Things happened quickly once the breakdown of the USSR started and the speed was surprising for perhaps weeks but when one is deeply involved and watching troop and assets movements and is measuring the rapid loss of the ability of the Soviets to reform their invasion capabilities, and their loss of control of the slave armies, then the big picture started unfolding pretty quickly.

I do know that the economics and administrative details were complicated for the bureaucrats and hugely costly for the free Germans.

 

SheilaT

(23,156 posts)
3. Thank you for your insight.
Sat Mar 5, 2016, 05:04 AM
Mar 2016

In April, 1989, on a family trip to Ireland, when things were beginning to spring loose in Eastern Europe, we (those of us on that family trip) questioned our brother, who was pretty savvy, and who had been stationed in Berlin in 1962-63. He had a good grasp on the geopolitics, but like so many people he missed a lot. My personal favorite is that East Germany held a celebration of the fifty years of that country in 1989. Hardly anyone showed up to that celebration. A few weeks later the Berlin Wall fell, the two Germanies came together again, and in October, 1990, the two countries officially reunited. I recall quite distinctly that in the first weeks after the collapse of the Wall, many pundits proclaimed that it would be years at best before the two countries could reunite.

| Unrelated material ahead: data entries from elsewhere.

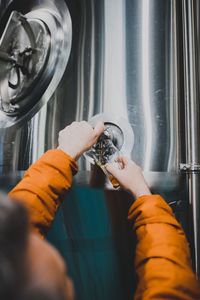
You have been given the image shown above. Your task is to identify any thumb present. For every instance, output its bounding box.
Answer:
[94,122,105,139]
[105,164,120,178]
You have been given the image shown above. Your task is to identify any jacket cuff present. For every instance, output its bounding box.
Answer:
[128,195,177,229]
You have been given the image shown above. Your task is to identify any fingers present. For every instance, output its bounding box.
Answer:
[105,164,120,177]
[116,156,131,167]
[94,122,105,139]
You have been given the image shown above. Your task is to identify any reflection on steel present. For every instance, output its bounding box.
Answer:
[0,0,72,128]
[183,0,200,276]
[2,0,181,189]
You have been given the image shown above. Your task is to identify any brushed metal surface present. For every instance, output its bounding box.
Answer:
[0,0,181,193]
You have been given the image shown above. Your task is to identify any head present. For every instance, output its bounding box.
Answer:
[0,195,74,300]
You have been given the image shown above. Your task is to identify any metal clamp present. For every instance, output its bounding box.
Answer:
[180,163,200,173]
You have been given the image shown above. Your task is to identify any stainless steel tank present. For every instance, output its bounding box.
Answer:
[0,0,200,299]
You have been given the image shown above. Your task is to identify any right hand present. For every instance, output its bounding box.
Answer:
[106,156,151,198]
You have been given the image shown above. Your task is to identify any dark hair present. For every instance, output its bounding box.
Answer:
[0,194,65,300]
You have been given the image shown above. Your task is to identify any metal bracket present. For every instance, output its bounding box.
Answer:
[180,163,200,173]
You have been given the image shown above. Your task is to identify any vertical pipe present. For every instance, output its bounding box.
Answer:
[183,0,200,275]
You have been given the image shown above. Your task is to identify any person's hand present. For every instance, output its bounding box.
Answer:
[58,121,104,160]
[106,157,151,198]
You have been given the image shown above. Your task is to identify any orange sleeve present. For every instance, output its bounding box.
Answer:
[128,195,200,300]
[9,149,78,237]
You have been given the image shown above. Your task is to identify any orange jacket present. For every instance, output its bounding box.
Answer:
[9,150,200,300]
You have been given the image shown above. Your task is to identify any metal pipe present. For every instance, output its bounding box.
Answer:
[183,0,200,275]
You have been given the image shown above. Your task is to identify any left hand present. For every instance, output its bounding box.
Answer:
[58,121,104,160]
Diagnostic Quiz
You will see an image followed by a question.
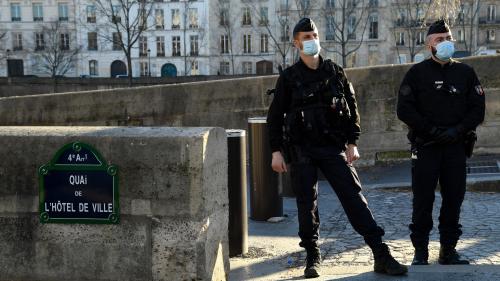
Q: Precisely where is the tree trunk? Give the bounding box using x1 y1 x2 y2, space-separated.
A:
127 50 132 88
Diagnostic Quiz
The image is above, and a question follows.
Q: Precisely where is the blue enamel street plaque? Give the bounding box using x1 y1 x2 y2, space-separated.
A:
38 142 120 224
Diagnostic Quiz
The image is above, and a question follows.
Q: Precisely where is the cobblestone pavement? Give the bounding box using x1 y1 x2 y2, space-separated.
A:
231 182 500 280
321 187 500 265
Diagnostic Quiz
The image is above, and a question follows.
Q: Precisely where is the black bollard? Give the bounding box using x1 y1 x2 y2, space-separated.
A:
226 130 248 257
248 117 283 221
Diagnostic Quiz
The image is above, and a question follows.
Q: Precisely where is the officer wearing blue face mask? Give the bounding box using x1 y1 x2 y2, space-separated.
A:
397 20 485 265
267 18 407 278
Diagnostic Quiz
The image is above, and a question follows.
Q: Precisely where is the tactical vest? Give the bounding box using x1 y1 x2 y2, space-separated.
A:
285 60 351 146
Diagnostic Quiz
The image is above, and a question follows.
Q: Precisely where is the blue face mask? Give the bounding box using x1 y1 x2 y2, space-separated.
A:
302 39 321 56
433 41 455 61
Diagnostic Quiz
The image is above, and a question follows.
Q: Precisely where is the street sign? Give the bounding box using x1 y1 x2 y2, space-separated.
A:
38 142 120 224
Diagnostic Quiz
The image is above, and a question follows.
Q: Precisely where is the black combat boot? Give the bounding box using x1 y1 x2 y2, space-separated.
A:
438 245 469 264
304 248 321 278
411 246 429 265
372 243 408 275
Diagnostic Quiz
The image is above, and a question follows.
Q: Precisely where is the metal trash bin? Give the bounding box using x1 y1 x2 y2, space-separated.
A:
226 130 248 257
248 117 283 221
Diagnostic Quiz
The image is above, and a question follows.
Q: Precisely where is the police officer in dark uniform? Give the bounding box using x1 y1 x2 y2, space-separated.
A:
397 20 485 265
267 18 407 278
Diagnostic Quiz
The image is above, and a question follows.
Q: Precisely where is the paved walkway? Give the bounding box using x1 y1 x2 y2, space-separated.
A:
230 156 500 280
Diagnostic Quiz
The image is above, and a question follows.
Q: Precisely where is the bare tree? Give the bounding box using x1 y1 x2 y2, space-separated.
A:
33 21 82 92
391 0 431 63
92 0 154 87
457 0 481 55
321 0 372 67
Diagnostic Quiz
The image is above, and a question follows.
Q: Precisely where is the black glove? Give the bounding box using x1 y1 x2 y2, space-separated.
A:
427 127 443 140
435 127 460 144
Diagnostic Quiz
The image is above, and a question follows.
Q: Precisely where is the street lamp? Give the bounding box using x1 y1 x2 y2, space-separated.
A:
5 49 10 77
148 49 151 77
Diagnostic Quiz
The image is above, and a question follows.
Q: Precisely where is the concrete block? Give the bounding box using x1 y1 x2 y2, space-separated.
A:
0 127 229 281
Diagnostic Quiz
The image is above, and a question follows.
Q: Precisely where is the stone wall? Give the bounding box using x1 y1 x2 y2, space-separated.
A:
0 56 500 162
0 127 229 281
0 75 258 97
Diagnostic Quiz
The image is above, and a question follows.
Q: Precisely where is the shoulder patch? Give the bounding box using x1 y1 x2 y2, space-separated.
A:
399 84 412 97
349 82 356 95
474 85 484 96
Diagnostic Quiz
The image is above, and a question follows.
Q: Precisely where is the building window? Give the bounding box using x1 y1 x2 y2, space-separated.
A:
139 62 149 77
138 9 148 30
242 7 252 25
113 32 122 51
396 32 405 46
415 54 425 62
87 6 96 23
111 5 122 24
325 17 335 41
300 0 311 11
60 33 69 50
488 5 497 21
280 25 290 42
457 29 465 42
368 15 378 39
260 34 269 53
89 60 99 76
35 32 45 51
417 30 424 45
58 3 69 21
172 36 181 57
242 61 252 74
219 61 229 75
220 35 229 54
396 12 406 26
191 61 200 75
87 32 97 51
33 3 43 21
243 34 252 54
417 7 425 21
155 9 165 29
396 54 406 63
139 36 148 57
259 7 269 26
486 29 495 43
188 9 198 28
347 16 356 40
172 9 181 29
10 3 21 21
12 33 23 51
219 9 229 26
156 36 165 57
189 35 199 56
280 0 291 12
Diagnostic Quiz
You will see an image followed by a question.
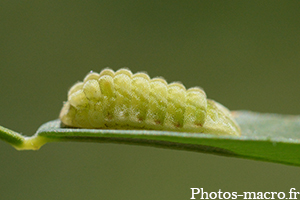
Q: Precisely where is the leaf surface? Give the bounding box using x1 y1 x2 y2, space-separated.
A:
33 111 300 166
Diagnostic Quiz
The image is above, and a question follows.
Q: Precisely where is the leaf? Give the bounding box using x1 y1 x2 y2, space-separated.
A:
0 111 300 166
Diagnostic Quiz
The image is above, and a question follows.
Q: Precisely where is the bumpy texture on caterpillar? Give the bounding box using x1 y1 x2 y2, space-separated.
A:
60 69 241 136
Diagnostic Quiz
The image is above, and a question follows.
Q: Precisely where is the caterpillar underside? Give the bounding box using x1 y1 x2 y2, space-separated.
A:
60 69 241 136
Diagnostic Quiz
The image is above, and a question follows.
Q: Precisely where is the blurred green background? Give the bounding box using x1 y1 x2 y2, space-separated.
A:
0 0 300 200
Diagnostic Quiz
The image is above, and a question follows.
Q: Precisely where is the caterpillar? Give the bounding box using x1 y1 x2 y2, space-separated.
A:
60 68 241 136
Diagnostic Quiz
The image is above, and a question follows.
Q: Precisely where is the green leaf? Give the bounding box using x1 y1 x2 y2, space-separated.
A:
1 111 300 166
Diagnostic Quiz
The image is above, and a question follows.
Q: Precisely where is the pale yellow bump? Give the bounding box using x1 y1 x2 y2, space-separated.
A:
99 69 115 77
150 77 168 86
83 79 101 101
115 68 132 78
98 75 114 97
187 87 207 109
83 72 100 82
59 102 76 126
187 87 206 97
184 87 207 128
133 72 150 81
68 82 83 96
68 90 89 108
168 82 186 91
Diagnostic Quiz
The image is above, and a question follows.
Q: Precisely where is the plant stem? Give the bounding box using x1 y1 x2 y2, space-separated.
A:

My basic point is that political events often happen very quickly, much faster than the experts think. More to the point, our intelligence service totally missed the breakdown of Communism.

 

braddy

(3,585 posts)
4. Yep, and since I am not interested in economics I
Sat Mar 5, 2016, 05:23 AM
Mar 2016

don't pay much attention to them but everyone else does, and reunification was all about the economics, the military stuff was of little interest to anyone, so the economists had many dark, long term projections about how long it would take for the East to cease being a burden and a drain on the free German economy, pensions, benefits, building codes, all kinds of real life issues about GNP, unemployment, social services, and so on and so on.

Bad Dog

(2,025 posts)
5. The problem that bedevils the EU is the same one that caused Charlemagne such problems.
Sat Mar 5, 2016, 09:00 AM
Mar 2016

That of a wealthier North(West) and a poorer South (East). Now it wasn't too much of a problem right at the beginning when poorer countries like Spain, Portugal and Greece could be more easily accommodated. Immigration wasn't a pressing issue, but since countries from the former Warsaw pact have joined immigration from Eastern Europe has been a lot more pronounced. Let's face it, it's the real reason we're having a referendum in the UK regardless of how the No Campaign tries to spin it.

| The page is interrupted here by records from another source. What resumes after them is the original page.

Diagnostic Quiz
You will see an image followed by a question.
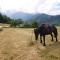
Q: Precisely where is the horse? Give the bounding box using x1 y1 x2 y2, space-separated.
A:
34 24 58 46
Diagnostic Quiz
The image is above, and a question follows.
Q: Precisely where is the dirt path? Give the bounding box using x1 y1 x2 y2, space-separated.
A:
0 28 60 60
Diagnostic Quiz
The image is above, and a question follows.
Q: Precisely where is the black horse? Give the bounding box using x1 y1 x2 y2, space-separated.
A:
34 24 58 46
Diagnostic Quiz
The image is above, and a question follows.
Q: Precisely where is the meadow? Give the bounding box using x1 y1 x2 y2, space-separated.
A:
0 27 60 60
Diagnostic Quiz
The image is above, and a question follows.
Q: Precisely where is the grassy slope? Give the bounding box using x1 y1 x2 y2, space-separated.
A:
0 27 60 60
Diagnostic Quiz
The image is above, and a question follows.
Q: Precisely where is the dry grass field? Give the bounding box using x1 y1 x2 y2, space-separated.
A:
0 27 60 60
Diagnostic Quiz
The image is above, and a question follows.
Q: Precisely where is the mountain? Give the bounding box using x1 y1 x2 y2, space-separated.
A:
3 12 60 24
10 12 34 20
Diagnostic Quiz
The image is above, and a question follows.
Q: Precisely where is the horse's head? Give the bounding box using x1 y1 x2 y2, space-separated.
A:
34 28 39 40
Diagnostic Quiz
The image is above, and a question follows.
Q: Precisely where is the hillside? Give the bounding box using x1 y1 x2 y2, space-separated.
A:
0 27 60 60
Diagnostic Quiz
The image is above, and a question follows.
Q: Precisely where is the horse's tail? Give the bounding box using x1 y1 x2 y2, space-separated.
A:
53 26 58 37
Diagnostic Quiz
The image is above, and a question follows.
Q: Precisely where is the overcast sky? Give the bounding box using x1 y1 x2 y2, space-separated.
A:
0 0 60 15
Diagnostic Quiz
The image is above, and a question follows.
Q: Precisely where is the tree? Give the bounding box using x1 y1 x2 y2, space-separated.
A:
31 21 38 28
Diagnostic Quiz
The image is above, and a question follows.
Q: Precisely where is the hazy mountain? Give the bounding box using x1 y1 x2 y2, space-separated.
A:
3 12 60 24
10 12 34 20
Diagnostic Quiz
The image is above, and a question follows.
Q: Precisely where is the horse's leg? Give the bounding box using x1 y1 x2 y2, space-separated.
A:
40 35 42 43
55 35 58 42
43 35 46 46
51 33 53 41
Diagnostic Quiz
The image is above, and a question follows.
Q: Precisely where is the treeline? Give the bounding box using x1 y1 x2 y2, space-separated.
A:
0 13 38 28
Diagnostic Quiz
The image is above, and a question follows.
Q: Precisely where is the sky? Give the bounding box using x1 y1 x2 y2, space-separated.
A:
0 0 60 15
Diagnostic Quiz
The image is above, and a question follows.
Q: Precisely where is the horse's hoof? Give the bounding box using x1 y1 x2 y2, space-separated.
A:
40 41 42 43
43 44 46 46
51 40 54 42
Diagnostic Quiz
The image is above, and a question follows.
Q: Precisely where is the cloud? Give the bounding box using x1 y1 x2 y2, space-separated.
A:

People will always move to where there's more opportunity/money, it's human nature. Now we've got the refugee crisis and unrest in Ukraine. The Germans and French have kept the Turks out of the EU for yonks so I can't see Ukraine joining anytime soon, or Serbia for that matter. NATO is another point, if Ukraine was in NATO we'd all be obliged to join in with the conflict between Russia, and I don't think anyone wants that.

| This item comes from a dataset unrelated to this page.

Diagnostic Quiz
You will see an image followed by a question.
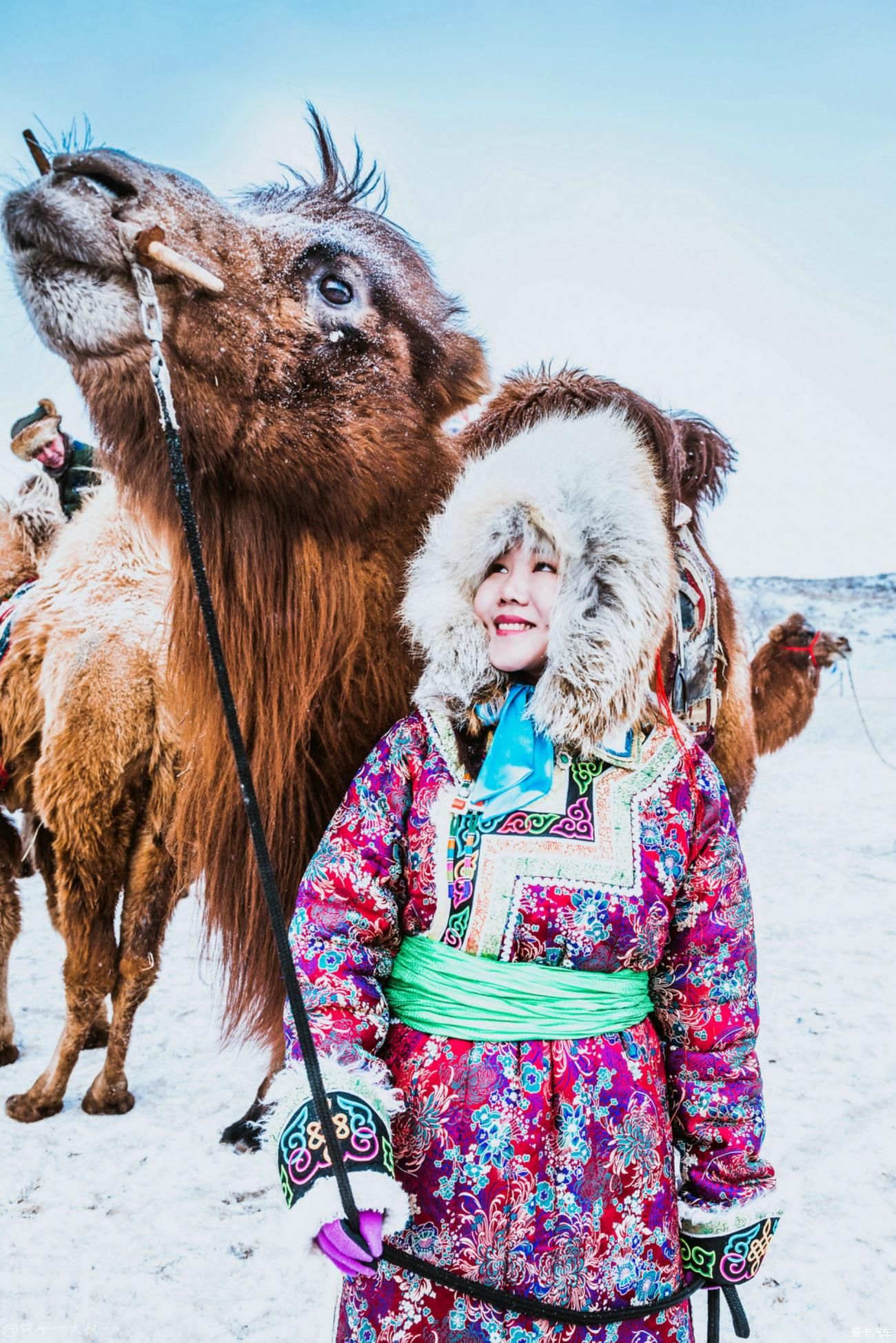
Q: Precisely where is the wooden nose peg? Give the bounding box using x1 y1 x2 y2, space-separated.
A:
129 224 224 294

It will be a while before politically and economically Europe is willing to grant Ukraine membership. Maybe not as long as 25 years, but certainly not for the next ten years at least.

Bad Dog

(2,025 posts)
9. They do have a rather large axe to grind.
Sat Mar 5, 2016, 09:58 AM
Mar 2016

But both France and Germany would prefer "priviledged partnership" as opposed to full membership.

FLPanhandle

(7,107 posts)
6. All said to keep Putin from taking over the Ukraine
Sat Mar 5, 2016, 09:23 AM
Mar 2016

If Putin thought the Ukraine was about to join NATO, he'd just take over completely.

ChairmanAgnostic

(28,017 posts)
8. Who was that idiot that Hillary had there in Europe,
Sat Mar 5, 2016, 09:44 AM
Mar 2016

dissing euro allies and pushing for a NATO war in Ukraine? She was and is a neocon and her husband was worse. Kagan was his name, I think?

Hillary made this region far less stable and she gave Obama horrible advice.

Victoria Nuland - that moron and friend of Hill.